Women (8):ALG,EGY,COD

===Amputee Football===
Men (8): GHA,MAR,EGY

Link

==Medals table==
The medals awarded were as follows:

| Rank | Nation | Gold | Silver | Bronze | Total |
| 1 | Morocco | 3 | 3 | 1 | 7 |
| 2 | South Africa | 2 | 1 | 0 | 3 |
| 3 | Algeria | 1 | 1 | 0 | 2 |
| 4 | Ghana | 1 | 0 | 0 | 1 |
| 5 | Egypt | 0 | 1 | 2 | 3 |
| 6 | Kenya | 0 | 1 | 0 | 1 |
| 7 | Nigeria | 0 | 0 | 2 | 2 |
| 8 | DR Congo | 0 | 0 | 1 | 1 |
| Senegal | 0 | 0 | 1 | 1 |
| Totals (9 entries) |  | 7 | 7 | 7 | 21 |

==Concerns and criticisms==
===Planning and implementation===
Initially seven sports were planned to be included in the schedule; amputee football, goalball, para athletics, para powerlifting, sitting volleyball wheelchair basketball and wheelchair tennis. However, following failures by the local organising committee to meet the "minimum required standards" set by the International Paralympic Committee, para Athletics, para Powerlifting and goalball were dropped from the programme in July 2023. Sitting volleyball was also subsequently dropped, resulting on only three sports being included in the programme. Para athletics was expected to have taken place at the University of Ghana stadium, however this facility was not completed in time to host the event.

===National withdrawals===
Initially 36 nations were expected to compete. However several nations withdrew in the lead up to the games resulting in only 18 competing.
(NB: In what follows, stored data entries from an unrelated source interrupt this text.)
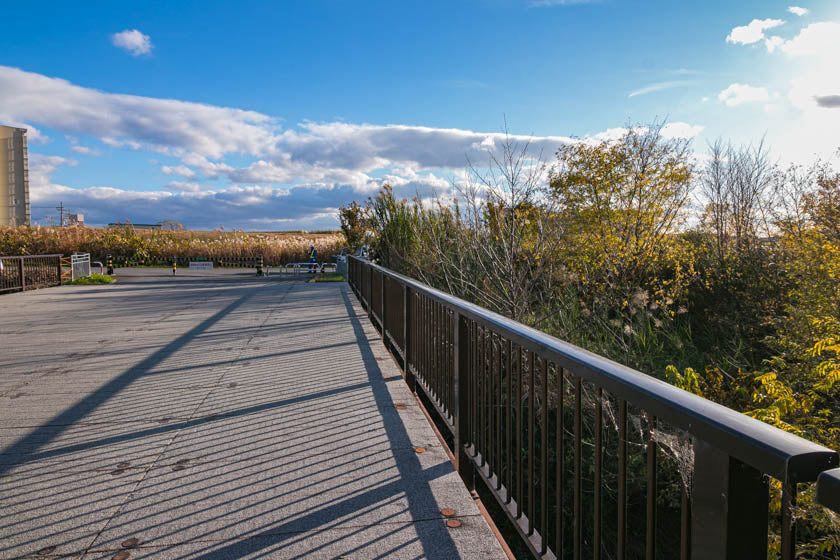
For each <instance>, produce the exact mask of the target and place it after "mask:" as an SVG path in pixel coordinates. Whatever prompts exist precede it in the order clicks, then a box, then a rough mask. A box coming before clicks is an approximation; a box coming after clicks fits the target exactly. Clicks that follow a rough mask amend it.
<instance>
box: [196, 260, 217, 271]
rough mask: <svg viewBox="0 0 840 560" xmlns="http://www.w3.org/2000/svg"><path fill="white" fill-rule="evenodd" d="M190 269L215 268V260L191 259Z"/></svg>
mask: <svg viewBox="0 0 840 560" xmlns="http://www.w3.org/2000/svg"><path fill="white" fill-rule="evenodd" d="M190 270H213V262H212V261H209V262H208V261H190Z"/></svg>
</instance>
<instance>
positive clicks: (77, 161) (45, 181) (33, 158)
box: [29, 153, 79, 200]
mask: <svg viewBox="0 0 840 560" xmlns="http://www.w3.org/2000/svg"><path fill="white" fill-rule="evenodd" d="M78 164H79V162H78V161H76V160H74V159H69V158H63V157H61V156H46V155H43V154H33V153H30V154H29V192H30V196H32V197H35V196H36V195H37V193H38V192H39V191H41V190H42V189H45V188H47V187H49V185H50V182H51V179H50V175H51V174H52V173H53V172H54V171H55V170H56V169H58V167H59V166H61V165H66V166H68V167H75V166H77V165H78ZM32 200H35V199H34V198H33V199H32Z"/></svg>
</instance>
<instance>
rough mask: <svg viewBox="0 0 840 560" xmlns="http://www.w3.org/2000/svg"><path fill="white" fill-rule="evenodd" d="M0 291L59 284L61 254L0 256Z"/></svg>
mask: <svg viewBox="0 0 840 560" xmlns="http://www.w3.org/2000/svg"><path fill="white" fill-rule="evenodd" d="M0 262H1V263H2V266H0V293H7V292H23V291H26V290H34V289H37V288H46V287H47V286H58V285H60V284H61V255H29V256H23V257H0Z"/></svg>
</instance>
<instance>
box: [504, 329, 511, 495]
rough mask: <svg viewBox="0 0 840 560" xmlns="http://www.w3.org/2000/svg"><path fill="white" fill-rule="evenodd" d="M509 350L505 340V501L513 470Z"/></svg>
mask: <svg viewBox="0 0 840 560" xmlns="http://www.w3.org/2000/svg"><path fill="white" fill-rule="evenodd" d="M511 350H513V348H512V344H511V342H510V340H508V341H507V352H506V353H505V372H506V374H507V380H508V387H507V413H506V414H505V420H506V422H505V430H506V438H505V466H506V467H507V471H506V474H507V477H506V479H505V480H506V483H505V487H506V488H507V502H506V503H510V499H511V492H512V490H513V487H512V486H511V483H512V482H513V480H512V471H513V464H512V461H511V459H512V455H511V450H512V449H513V445H512V443H513V441H512V440H513V417H512V416H511V414H512V411H513V408H512V400H513V371H511V369H510V366H511V363H512V360H511V355H510V354H511Z"/></svg>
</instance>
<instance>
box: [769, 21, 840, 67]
mask: <svg viewBox="0 0 840 560" xmlns="http://www.w3.org/2000/svg"><path fill="white" fill-rule="evenodd" d="M777 46H778V47H779V49H780V50H781V51H782V52H784V53H785V54H789V55H791V56H817V57H820V58H833V59H834V60H835V61H836V57H837V53H838V52H840V23H837V22H834V21H822V22H817V23H812V24H811V25H808V26H806V27H804V28H803V29H802V30H801V31H800V32H799V33H798V34H797V35H796V37H794V38H793V39H790V40H789V41H781V42H779V44H778V45H777Z"/></svg>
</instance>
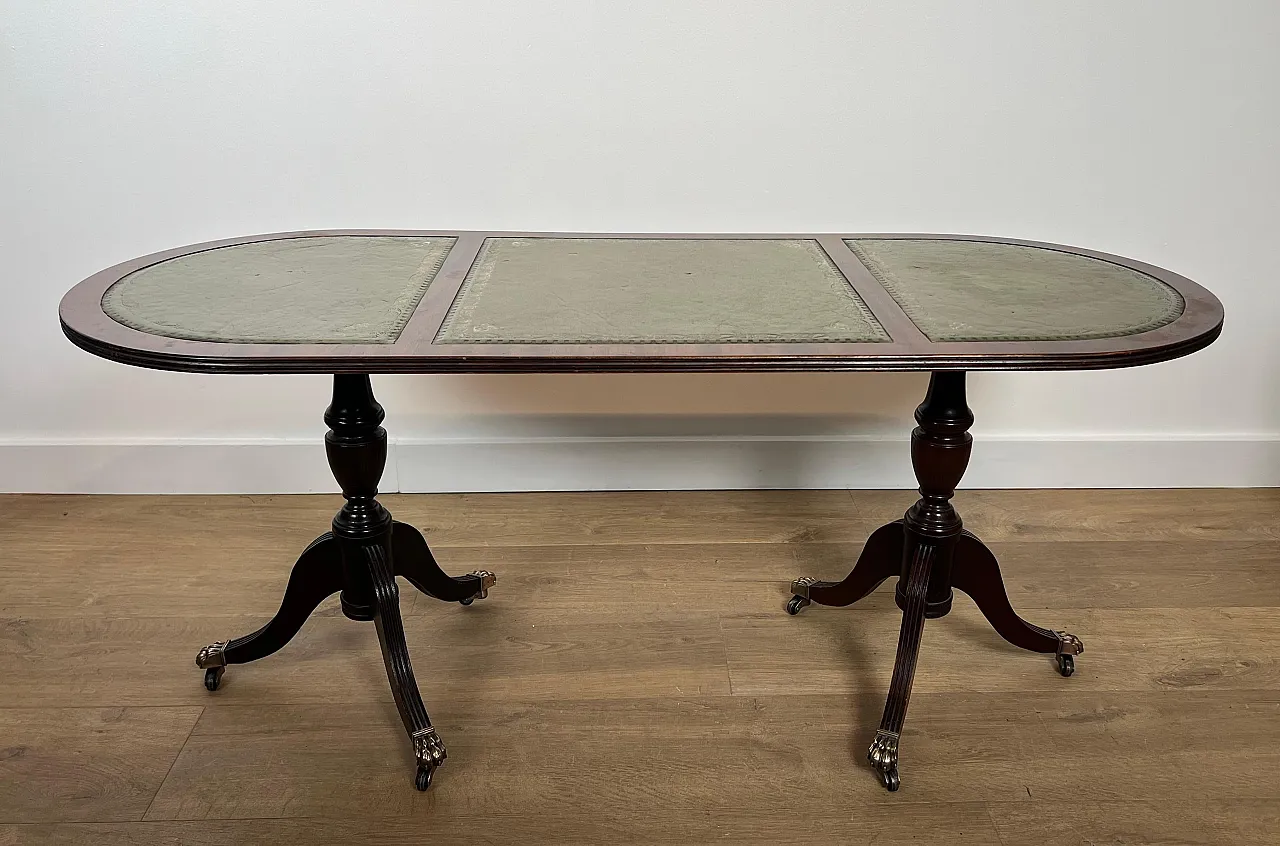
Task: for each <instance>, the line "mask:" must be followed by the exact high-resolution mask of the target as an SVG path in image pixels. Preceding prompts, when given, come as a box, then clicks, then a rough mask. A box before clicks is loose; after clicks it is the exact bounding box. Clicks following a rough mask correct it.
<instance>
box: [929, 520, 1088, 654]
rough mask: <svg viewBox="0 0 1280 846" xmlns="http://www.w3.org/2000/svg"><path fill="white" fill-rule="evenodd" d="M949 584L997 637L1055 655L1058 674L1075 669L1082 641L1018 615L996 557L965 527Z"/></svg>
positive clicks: (1035, 650)
mask: <svg viewBox="0 0 1280 846" xmlns="http://www.w3.org/2000/svg"><path fill="white" fill-rule="evenodd" d="M951 584H952V585H954V586H955V587H957V589H959V590H963V591H964V593H966V594H969V598H970V599H973V602H974V604H975V605H978V611H980V612H982V616H983V617H986V618H987V622H988V623H991V627H992V628H995V630H996V632H997V634H998V635H1000V636H1001V637H1004V639H1005V640H1007V641H1009V642H1011V644H1012V645H1014V646H1020V648H1023V649H1028V650H1030V651H1033V653H1046V654H1050V655H1056V658H1055V660H1056V662H1057V672H1060V673H1061V674H1062V676H1070V674H1071V673H1074V672H1075V655H1079V654H1080V653H1083V651H1084V642H1083V641H1082V640H1080V639H1079V637H1076V636H1075V635H1069V634H1066V632H1065V631H1053V630H1052V628H1041V627H1039V626H1033V625H1032V623H1029V622H1027V621H1025V619H1023V618H1021V617H1019V616H1018V612H1015V611H1014V607H1012V605H1011V604H1010V602H1009V594H1006V593H1005V580H1004V579H1001V576H1000V564H998V563H997V562H996V557H995V555H993V554H992V553H991V550H989V549H987V547H986V544H983V543H982V541H980V540H978V539H977V538H975V536H974V535H973V534H970V532H968V531H966V532H963V534H961V535H960V540H959V543H957V544H956V553H955V572H954V573H952V579H951Z"/></svg>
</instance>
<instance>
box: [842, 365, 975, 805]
mask: <svg viewBox="0 0 1280 846" xmlns="http://www.w3.org/2000/svg"><path fill="white" fill-rule="evenodd" d="M964 378H965V375H964V372H936V374H933V375H932V376H931V378H929V392H928V393H927V394H925V395H924V402H923V403H920V407H919V408H916V410H915V422H916V424H919V425H918V426H916V427H915V430H914V431H913V433H911V466H913V467H914V468H915V479H916V481H919V483H920V499H919V500H918V502H916V503H915V504H914V506H911V507H910V508H909V509H908V512H906V515H905V516H904V517H902V534H904V544H902V575H901V577H900V579H899V582H897V587H896V589H895V591H893V593H895V598H896V600H897V605H899V608H901V609H902V626H901V628H900V631H899V637H897V657H896V659H895V662H893V680H892V681H891V682H890V689H888V700H887V701H886V703H884V714H883V717H881V724H879V730H878V731H877V732H876V740H874V741H872V746H870V749H869V750H868V751H867V759H868V760H869V762H870V764H872V767H874V768H876V770H877V772H878V773H879V777H881V781H882V782H883V783H884V786H886V787H887V788H888V790H897V788H899V785H900V783H901V781H900V778H899V773H897V745H899V738H900V736H901V733H902V723H904V722H905V721H906V706H908V704H909V703H910V700H911V682H913V681H914V680H915V662H916V659H918V658H919V654H920V640H922V637H923V635H924V621H925V619H927V618H932V617H942V616H943V614H946V613H947V612H948V611H951V559H952V553H954V552H955V547H956V541H957V540H959V539H960V534H961V532H963V531H964V525H963V523H961V522H960V515H957V513H956V509H955V508H954V507H952V506H951V497H952V495H955V490H956V485H957V484H960V477H961V476H963V475H964V470H965V467H966V466H968V463H969V452H970V448H972V445H973V438H972V436H970V435H969V426H972V425H973V412H970V411H969V407H968V406H966V404H965V395H964Z"/></svg>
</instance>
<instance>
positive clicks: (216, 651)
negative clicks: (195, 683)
mask: <svg viewBox="0 0 1280 846" xmlns="http://www.w3.org/2000/svg"><path fill="white" fill-rule="evenodd" d="M227 642H228V641H225V640H219V641H214V642H211V644H209V645H207V646H202V648H201V649H200V651H198V653H196V667H198V668H200V669H204V671H205V687H206V689H207V690H218V683H219V682H220V681H221V680H223V673H225V672H227Z"/></svg>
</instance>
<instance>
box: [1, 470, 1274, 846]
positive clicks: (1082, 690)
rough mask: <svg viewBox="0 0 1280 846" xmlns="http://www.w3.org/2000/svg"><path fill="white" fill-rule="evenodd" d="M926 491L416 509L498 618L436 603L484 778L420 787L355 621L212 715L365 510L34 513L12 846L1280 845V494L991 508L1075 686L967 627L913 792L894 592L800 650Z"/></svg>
mask: <svg viewBox="0 0 1280 846" xmlns="http://www.w3.org/2000/svg"><path fill="white" fill-rule="evenodd" d="M911 499H913V494H911V493H909V491H883V493H877V491H768V493H765V491H739V493H628V494H520V495H435V497H387V498H385V502H387V504H388V507H389V508H390V509H392V512H393V513H396V516H397V517H398V518H401V520H404V521H407V522H413V523H416V525H417V526H420V527H421V529H422V530H424V531H425V532H426V535H428V539H429V541H430V543H431V544H433V547H435V549H436V552H438V558H439V559H440V562H442V564H443V566H444V567H445V568H447V570H449V571H451V572H454V573H460V572H467V571H470V570H475V568H477V567H481V566H483V567H486V568H489V570H494V571H497V572H498V573H499V584H498V586H497V587H495V589H494V590H493V591H492V594H490V596H489V599H486V600H484V602H479V603H476V604H475V605H472V607H471V608H462V607H460V605H456V604H453V605H445V604H442V603H438V602H435V600H431V599H429V598H426V596H421V595H417V594H416V593H415V591H413V590H412V589H411V587H408V586H407V585H404V584H403V582H402V585H401V589H402V607H403V611H404V617H406V621H404V628H406V634H407V637H408V641H410V649H411V651H412V655H413V663H415V669H416V671H417V677H419V681H420V683H421V687H422V694H424V698H425V699H426V701H428V706H429V709H430V712H431V715H433V718H434V722H435V724H436V727H438V728H439V731H440V735H442V736H443V738H444V741H445V742H447V745H448V749H449V760H448V763H447V764H445V767H444V768H443V769H442V770H440V772H439V773H438V776H436V779H435V783H434V785H433V787H431V790H430V791H429V792H428V794H419V792H416V791H415V790H413V788H412V785H411V773H412V762H411V756H410V751H408V744H407V741H406V738H404V736H403V730H402V727H401V724H399V719H398V718H397V714H396V709H394V705H393V703H392V698H390V692H389V690H388V687H387V681H385V676H384V672H383V667H381V660H380V655H379V650H378V645H376V640H375V634H374V628H372V626H370V625H362V623H355V622H351V621H347V619H346V618H343V617H342V616H340V613H339V612H338V609H337V600H330V602H328V603H325V604H324V605H323V607H321V609H320V612H319V613H317V614H316V617H315V618H312V619H311V621H310V622H308V623H307V626H306V627H305V628H303V631H302V634H301V635H300V636H298V637H297V639H296V640H294V642H292V644H291V645H289V646H288V648H287V649H285V650H283V651H280V653H279V654H278V655H274V657H271V658H268V659H265V660H262V662H260V663H256V664H250V666H242V667H232V668H229V669H228V672H227V676H225V678H224V681H223V687H221V689H220V690H219V691H218V692H215V694H209V692H207V691H205V689H204V687H202V685H201V673H200V671H197V669H196V668H195V666H193V664H192V658H193V657H195V653H196V650H197V649H198V648H200V646H201V645H204V644H206V642H209V641H211V640H218V639H225V637H229V636H236V635H241V634H246V632H248V631H251V630H252V628H255V627H257V626H259V625H260V623H261V622H264V621H265V619H268V618H269V617H270V616H271V614H273V613H274V612H275V608H276V604H278V602H279V596H280V593H282V590H283V586H284V581H285V579H287V575H288V572H289V568H291V567H292V564H293V561H294V558H296V555H297V553H298V552H300V550H301V549H302V547H303V545H306V544H307V543H308V541H310V540H311V539H312V536H315V535H316V534H319V532H320V531H323V530H324V529H325V527H326V525H328V521H329V518H330V517H332V515H333V512H334V509H335V508H337V506H338V504H339V502H340V500H339V499H337V498H334V497H3V498H0V843H23V845H26V843H95V845H102V843H106V845H114V843H197V842H198V843H273V845H292V843H297V845H302V843H306V845H314V843H348V842H361V843H421V842H436V843H453V842H458V843H461V842H468V843H508V842H521V843H529V842H549V843H584V845H585V843H605V842H655V843H681V845H686V846H687V845H689V843H703V842H712V841H717V842H730V843H785V842H806V843H840V842H876V843H908V842H946V843H1000V845H1002V846H1023V845H1041V846H1057V845H1073V846H1074V845H1083V843H1102V842H1106V843H1276V842H1277V841H1280V834H1277V832H1280V566H1277V564H1280V520H1277V517H1280V491H1277V490H1207V491H1189V490H1161V491H1116V490H1106V491H1080V490H1075V491H1051V490H1046V491H973V493H961V494H960V495H959V497H957V498H956V503H957V507H959V508H960V511H961V513H963V515H964V517H965V522H966V526H968V527H969V529H972V530H973V531H974V532H977V534H978V535H979V536H982V538H984V539H986V540H988V541H989V543H991V547H992V548H993V549H995V552H996V554H997V555H998V557H1000V558H1001V563H1002V567H1004V570H1005V576H1006V580H1007V582H1009V591H1010V596H1011V598H1012V600H1014V603H1015V605H1016V607H1018V608H1019V609H1020V611H1021V612H1023V614H1024V616H1025V617H1027V618H1028V619H1030V621H1032V622H1036V623H1039V625H1042V626H1050V627H1055V628H1066V630H1069V631H1073V632H1075V634H1076V635H1079V636H1080V637H1083V639H1084V641H1085V644H1087V646H1088V649H1087V651H1085V653H1084V655H1082V657H1080V659H1079V660H1078V662H1076V673H1075V676H1074V677H1071V678H1070V680H1064V678H1061V677H1059V676H1057V674H1056V673H1055V672H1053V668H1052V662H1051V660H1050V659H1048V658H1046V657H1043V655H1033V654H1028V653H1023V651H1019V650H1016V649H1014V648H1011V646H1007V645H1006V644H1005V642H1004V641H1002V640H1000V637H998V636H996V635H995V634H993V632H992V631H991V628H989V627H988V626H987V625H986V622H984V621H983V619H982V617H980V616H979V614H978V613H977V611H975V608H974V607H973V604H972V603H970V602H969V600H968V599H966V598H964V596H957V599H956V607H955V612H954V613H952V614H951V616H950V617H947V618H945V619H941V621H934V622H931V623H929V626H928V628H927V632H925V637H924V648H923V653H922V658H920V664H919V672H918V674H916V682H915V695H914V696H913V700H911V708H910V712H909V715H908V721H906V731H905V735H904V737H902V764H901V772H902V788H901V791H900V792H897V794H888V792H886V791H883V790H882V788H881V787H879V786H878V783H877V781H876V778H874V776H873V774H872V773H870V770H869V769H868V768H867V764H865V760H864V755H865V747H867V744H868V742H869V740H870V737H872V735H873V732H874V730H876V726H877V723H878V721H879V712H881V708H882V705H883V695H884V691H886V690H887V687H888V678H890V671H891V667H892V660H893V651H895V645H896V639H897V623H899V616H897V609H896V608H895V607H893V602H892V590H891V589H890V587H888V586H886V587H882V589H881V590H879V593H877V594H876V595H873V596H872V598H869V599H868V600H865V602H864V603H861V604H859V605H858V607H854V608H845V609H833V608H819V607H813V608H809V609H806V611H805V612H804V613H803V614H801V616H799V617H795V618H791V617H787V616H786V614H785V613H783V611H782V605H783V603H785V600H786V599H787V596H788V591H787V585H788V582H790V580H791V579H792V577H795V576H799V575H814V576H818V577H823V579H838V577H841V576H844V575H845V572H847V570H849V567H850V566H851V563H852V561H854V559H855V558H856V553H858V549H859V547H860V543H861V540H863V539H864V538H865V535H867V534H868V532H869V531H870V530H872V529H874V527H877V526H879V525H881V523H883V522H887V521H888V520H891V518H893V517H896V516H897V515H900V513H901V512H902V509H904V508H905V507H906V506H908V504H909V503H910V502H911Z"/></svg>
===Anti-LGBT+ legislation===
The Ghanaian parliament is currently considering the anti-LGBT+ bill which seeks to ban the advocation of same-sex relationships and transgender rights. These bill is passed into law carrying the threat of prison sentences of up to ten years for advocating for better rights for LGBT+ people and five years for identifying as LGBT+. The anti-LGBT+ bill have been condemned by the United Nations and the vice-president of the United States.